I gave him a small nod. "And you can call me Julian. Perhaps we'd best go to the kitchen, where there's more light." I turned away, and he followed.
After a moment, he reached out and took my bag with his left hand. I gave him a startled blink, but let him take it. It felt surprisingly intimate walking with him quietly through that great house. He didn't say anything, and he gave the Gladstone back to me before we arrived in the kitchen.
"How did you hurt yourself?" I asked, even though Lady Jane had already told me over the telephone, calling me up herself apologetically. The new tutor had fallen from a tree and caught his arm on some fencing, and could I come over and stitch him up?
He shrugged. "Foolishness." He gave me that smile again.

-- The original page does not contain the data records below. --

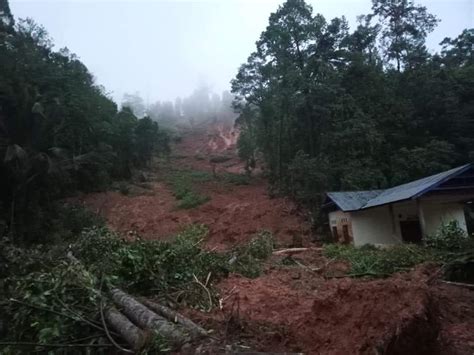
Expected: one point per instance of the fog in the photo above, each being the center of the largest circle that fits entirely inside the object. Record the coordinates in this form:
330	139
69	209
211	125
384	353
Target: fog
165	49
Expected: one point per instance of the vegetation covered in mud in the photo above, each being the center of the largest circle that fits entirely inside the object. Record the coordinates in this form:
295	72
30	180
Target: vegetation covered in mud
54	293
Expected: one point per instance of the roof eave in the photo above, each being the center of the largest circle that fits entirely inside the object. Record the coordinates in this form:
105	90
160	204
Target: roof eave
428	189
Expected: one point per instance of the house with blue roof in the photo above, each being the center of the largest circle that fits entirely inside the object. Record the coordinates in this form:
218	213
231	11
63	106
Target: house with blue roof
404	213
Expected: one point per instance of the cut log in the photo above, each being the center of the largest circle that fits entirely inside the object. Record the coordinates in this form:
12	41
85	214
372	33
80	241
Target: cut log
459	284
194	329
147	319
292	251
133	335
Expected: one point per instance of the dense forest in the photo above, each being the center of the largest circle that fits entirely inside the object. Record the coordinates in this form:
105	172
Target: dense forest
333	109
59	131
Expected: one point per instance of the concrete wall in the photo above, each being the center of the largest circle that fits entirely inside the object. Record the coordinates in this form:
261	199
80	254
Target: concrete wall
339	219
381	225
436	213
374	226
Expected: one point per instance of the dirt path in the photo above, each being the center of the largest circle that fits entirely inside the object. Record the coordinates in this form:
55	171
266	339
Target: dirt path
289	308
233	213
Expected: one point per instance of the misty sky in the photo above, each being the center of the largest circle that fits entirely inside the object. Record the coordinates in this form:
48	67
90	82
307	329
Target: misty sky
164	49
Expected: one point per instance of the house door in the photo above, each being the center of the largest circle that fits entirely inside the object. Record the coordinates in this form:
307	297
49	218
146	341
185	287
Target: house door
345	234
411	231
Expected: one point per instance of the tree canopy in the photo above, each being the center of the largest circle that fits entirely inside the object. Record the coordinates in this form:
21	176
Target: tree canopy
332	109
59	131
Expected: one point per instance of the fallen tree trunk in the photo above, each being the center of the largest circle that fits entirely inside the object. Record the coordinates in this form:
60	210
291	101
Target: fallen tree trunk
292	251
193	328
133	335
145	318
459	284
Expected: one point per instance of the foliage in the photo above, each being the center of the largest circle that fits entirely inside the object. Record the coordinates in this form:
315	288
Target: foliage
376	262
56	300
331	109
236	179
247	259
59	131
183	181
449	237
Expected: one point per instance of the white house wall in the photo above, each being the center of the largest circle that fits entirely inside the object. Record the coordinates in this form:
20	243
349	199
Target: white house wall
338	219
436	213
374	226
377	226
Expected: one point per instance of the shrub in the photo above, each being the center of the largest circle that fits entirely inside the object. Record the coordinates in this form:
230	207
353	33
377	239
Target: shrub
379	262
192	199
449	237
182	183
236	179
57	300
248	259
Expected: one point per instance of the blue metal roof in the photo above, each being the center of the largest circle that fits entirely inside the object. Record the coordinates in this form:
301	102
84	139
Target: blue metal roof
352	200
359	200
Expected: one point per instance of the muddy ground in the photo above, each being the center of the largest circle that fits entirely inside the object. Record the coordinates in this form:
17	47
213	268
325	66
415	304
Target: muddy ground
305	307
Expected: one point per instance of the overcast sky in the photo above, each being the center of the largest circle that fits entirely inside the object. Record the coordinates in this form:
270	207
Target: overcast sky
165	48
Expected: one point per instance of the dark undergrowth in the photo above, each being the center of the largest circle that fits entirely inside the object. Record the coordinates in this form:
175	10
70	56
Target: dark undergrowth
49	301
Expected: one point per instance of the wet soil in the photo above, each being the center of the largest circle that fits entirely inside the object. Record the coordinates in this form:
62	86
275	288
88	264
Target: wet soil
307	306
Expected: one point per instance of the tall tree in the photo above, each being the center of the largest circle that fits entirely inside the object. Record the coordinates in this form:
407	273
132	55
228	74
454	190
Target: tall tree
404	28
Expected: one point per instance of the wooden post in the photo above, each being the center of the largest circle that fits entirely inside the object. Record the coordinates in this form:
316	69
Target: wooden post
392	218
421	217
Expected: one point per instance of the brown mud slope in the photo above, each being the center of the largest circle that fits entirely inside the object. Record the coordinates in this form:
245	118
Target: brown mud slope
233	214
340	316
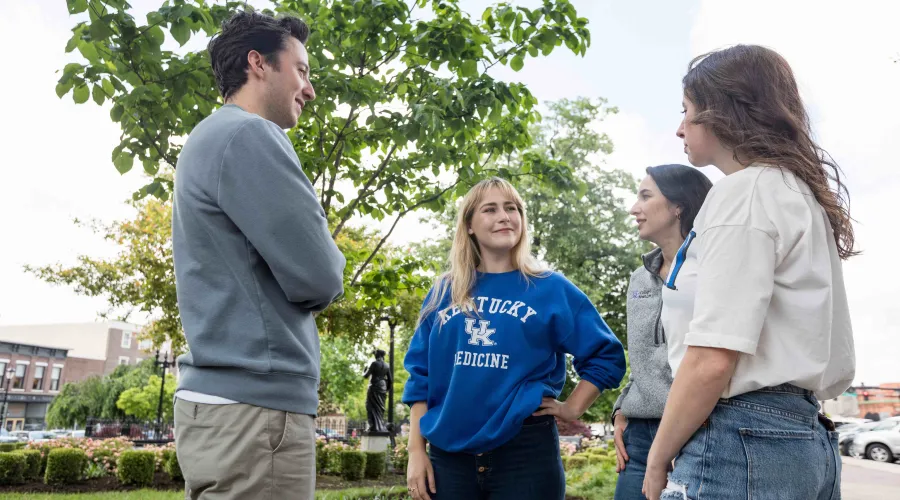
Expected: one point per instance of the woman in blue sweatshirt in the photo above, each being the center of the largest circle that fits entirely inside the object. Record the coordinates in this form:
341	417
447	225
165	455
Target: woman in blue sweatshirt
487	362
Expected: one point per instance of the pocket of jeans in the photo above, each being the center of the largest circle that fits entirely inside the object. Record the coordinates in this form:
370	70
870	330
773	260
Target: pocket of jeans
278	425
781	462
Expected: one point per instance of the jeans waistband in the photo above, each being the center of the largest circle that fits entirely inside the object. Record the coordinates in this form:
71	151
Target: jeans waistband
788	388
531	420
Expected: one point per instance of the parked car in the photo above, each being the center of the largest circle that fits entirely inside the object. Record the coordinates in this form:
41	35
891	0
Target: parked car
848	432
6	437
882	443
40	436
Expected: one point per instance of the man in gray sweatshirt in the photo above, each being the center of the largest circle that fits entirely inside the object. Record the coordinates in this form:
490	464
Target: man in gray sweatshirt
254	261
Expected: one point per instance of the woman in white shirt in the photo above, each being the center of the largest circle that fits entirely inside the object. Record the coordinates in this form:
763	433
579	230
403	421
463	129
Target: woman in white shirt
754	306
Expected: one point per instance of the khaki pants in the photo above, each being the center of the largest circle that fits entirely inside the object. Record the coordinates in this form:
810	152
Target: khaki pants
238	451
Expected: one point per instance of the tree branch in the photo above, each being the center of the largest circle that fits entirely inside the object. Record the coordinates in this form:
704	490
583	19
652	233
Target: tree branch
394	225
363	192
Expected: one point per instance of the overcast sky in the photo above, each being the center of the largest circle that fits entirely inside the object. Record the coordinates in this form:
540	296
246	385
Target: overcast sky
56	155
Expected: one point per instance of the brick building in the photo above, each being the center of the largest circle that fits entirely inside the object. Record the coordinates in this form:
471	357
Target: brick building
30	377
883	400
93	348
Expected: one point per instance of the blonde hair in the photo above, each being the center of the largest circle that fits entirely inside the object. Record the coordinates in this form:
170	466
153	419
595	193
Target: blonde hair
465	256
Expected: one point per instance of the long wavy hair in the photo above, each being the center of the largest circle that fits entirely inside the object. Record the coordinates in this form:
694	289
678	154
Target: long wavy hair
747	96
465	253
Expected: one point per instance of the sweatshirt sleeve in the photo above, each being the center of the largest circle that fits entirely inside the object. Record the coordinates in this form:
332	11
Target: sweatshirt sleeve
268	196
599	356
416	361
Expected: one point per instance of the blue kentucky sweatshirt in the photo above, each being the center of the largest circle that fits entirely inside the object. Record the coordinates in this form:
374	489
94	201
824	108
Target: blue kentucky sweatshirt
482	372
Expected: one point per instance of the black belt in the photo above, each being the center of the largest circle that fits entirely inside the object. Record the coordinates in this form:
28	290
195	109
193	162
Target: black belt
531	419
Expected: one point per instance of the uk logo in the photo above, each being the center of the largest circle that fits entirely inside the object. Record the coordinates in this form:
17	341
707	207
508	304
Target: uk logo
481	334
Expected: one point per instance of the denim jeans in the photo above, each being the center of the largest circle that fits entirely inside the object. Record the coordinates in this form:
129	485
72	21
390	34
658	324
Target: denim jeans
768	444
638	437
528	467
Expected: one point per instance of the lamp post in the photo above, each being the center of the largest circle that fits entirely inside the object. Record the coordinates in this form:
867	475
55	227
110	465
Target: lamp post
165	363
392	324
9	374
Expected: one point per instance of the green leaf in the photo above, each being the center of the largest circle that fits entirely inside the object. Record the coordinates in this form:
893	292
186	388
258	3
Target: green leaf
180	31
123	162
76	6
81	94
469	68
70	70
115	114
100	31
89	52
150	166
108	87
63	89
73	43
98	95
156	35
517	62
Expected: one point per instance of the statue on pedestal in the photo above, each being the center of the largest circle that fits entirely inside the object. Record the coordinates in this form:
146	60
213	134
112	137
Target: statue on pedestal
380	373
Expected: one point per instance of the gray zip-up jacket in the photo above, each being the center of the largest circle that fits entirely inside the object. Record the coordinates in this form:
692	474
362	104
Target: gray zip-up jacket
644	396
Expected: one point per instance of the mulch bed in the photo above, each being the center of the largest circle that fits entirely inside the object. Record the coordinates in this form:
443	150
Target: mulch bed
162	481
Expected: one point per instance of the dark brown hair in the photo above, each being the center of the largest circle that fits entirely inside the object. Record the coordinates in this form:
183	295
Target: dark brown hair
246	31
747	96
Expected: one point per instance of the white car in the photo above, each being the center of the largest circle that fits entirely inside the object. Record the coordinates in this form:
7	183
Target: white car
882	443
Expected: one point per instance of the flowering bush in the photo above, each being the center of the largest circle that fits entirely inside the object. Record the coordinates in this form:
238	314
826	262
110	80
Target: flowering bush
102	452
162	454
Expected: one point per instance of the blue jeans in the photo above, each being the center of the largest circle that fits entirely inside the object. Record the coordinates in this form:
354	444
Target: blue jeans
638	437
767	444
528	467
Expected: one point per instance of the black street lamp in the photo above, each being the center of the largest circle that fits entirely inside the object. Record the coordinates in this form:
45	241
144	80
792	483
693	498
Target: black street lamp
392	324
9	375
165	363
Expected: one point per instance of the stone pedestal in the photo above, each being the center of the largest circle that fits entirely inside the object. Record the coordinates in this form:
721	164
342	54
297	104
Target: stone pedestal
375	441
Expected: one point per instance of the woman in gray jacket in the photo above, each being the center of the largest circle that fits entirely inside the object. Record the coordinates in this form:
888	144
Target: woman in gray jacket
668	200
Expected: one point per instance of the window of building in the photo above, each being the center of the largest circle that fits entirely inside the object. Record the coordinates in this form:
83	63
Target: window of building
54	378
19	377
126	340
38	383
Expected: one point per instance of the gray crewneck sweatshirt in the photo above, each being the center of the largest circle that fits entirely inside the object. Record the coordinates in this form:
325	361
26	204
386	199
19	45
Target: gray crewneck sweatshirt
253	261
644	396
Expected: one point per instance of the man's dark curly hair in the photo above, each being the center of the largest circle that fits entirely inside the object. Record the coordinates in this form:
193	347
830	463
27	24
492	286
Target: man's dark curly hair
246	31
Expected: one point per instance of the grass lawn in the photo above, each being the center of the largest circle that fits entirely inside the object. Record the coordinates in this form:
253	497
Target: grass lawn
348	494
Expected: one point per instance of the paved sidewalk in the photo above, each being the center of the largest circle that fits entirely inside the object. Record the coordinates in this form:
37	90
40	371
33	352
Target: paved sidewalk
868	480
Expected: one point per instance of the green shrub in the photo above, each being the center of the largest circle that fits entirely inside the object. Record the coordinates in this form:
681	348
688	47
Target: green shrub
136	467
65	466
172	466
593	481
321	457
353	463
375	464
166	455
45	454
400	458
12	468
32	464
576	462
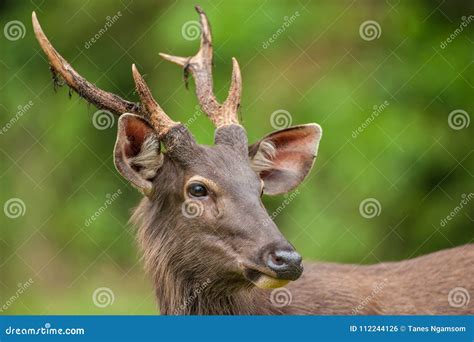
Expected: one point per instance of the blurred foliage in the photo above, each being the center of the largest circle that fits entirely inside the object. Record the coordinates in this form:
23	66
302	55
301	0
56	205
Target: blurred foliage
319	70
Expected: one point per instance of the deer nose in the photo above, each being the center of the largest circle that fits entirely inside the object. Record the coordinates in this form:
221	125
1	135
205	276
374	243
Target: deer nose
285	263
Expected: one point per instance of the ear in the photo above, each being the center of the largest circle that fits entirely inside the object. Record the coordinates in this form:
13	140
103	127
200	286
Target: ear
284	158
137	152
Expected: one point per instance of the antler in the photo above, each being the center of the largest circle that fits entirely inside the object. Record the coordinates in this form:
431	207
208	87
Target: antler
200	66
149	108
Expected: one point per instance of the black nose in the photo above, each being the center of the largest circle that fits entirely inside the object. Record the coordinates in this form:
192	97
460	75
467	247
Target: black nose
285	263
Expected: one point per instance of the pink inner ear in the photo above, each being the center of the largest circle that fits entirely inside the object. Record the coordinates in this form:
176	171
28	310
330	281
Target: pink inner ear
295	150
294	147
136	133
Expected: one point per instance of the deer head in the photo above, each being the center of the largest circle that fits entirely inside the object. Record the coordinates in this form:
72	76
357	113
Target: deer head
202	215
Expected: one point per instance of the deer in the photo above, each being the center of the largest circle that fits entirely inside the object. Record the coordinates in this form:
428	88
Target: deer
207	241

He didn't look like any tutor I had ever seen. He had the bluff, confident, laughing looks of a young pilot, or a wealthy landowner's second son. His hair was just that color that is nearly blond, light brown with streaks of paler hair burned in by the sun. He was the type I always fancied. I expected him to be noisy, chattering, but he was silent. I barely looked at him till I was bandaging his arm in the kitchen, sitting at the large, scarred wooden table together, our heads bent over his arm, the sunshine streaming in.
The kitchen smelled of apples. Behind us, the large, comfortable-waisted cook, Mrs. Smith, was peeling them slowly and cutting them one at a time into a pie crust. She glanced over at us. Her competent hands were thick and hardened with work, skin that didn't cut even when she pressed the knife against it, cutting each slice of apple.
The kitchen held a quiet, calm, sleepy warmth. A large bluebottle buzzed lazily around, stopping to bang itself against the window glass and then returning to the pie in progress. Mrs. Smith waved it away with her knife.
Jack still hadn't spoken and neither had I. I washed and stitched his arm carefully in the warm stillness. His hand squeezed tight into a fist at the pain, but he only jerked once, closing his eyes, tightening his jaw, and enduring.
"Finished," I said at last, sitting back, a crick in my back as I straightened. A neat row of stitches ran up his arm, replacing the rough gash from the fence he'd managed to cut himself on while falling.
He looked up and met my gaze, his paler now, almost gray. His eyes held something, almost a plea or a longing, as though he wished to say something but knew he mustn't. He licked his lips and tried to smile. He gave a faint nod, but didn't speak.
"Head between your knees," I said, reaching up and putting my hand on the back of his head, drawing him down.
He breathed shallow, gasping breaths.
"Brandy, Mrs. Smith?" I asked.
She moved to fetch it quickly, making it clear she had been watching. I left my hand on the back of his neck for a moment, stroking his fine hairs gently.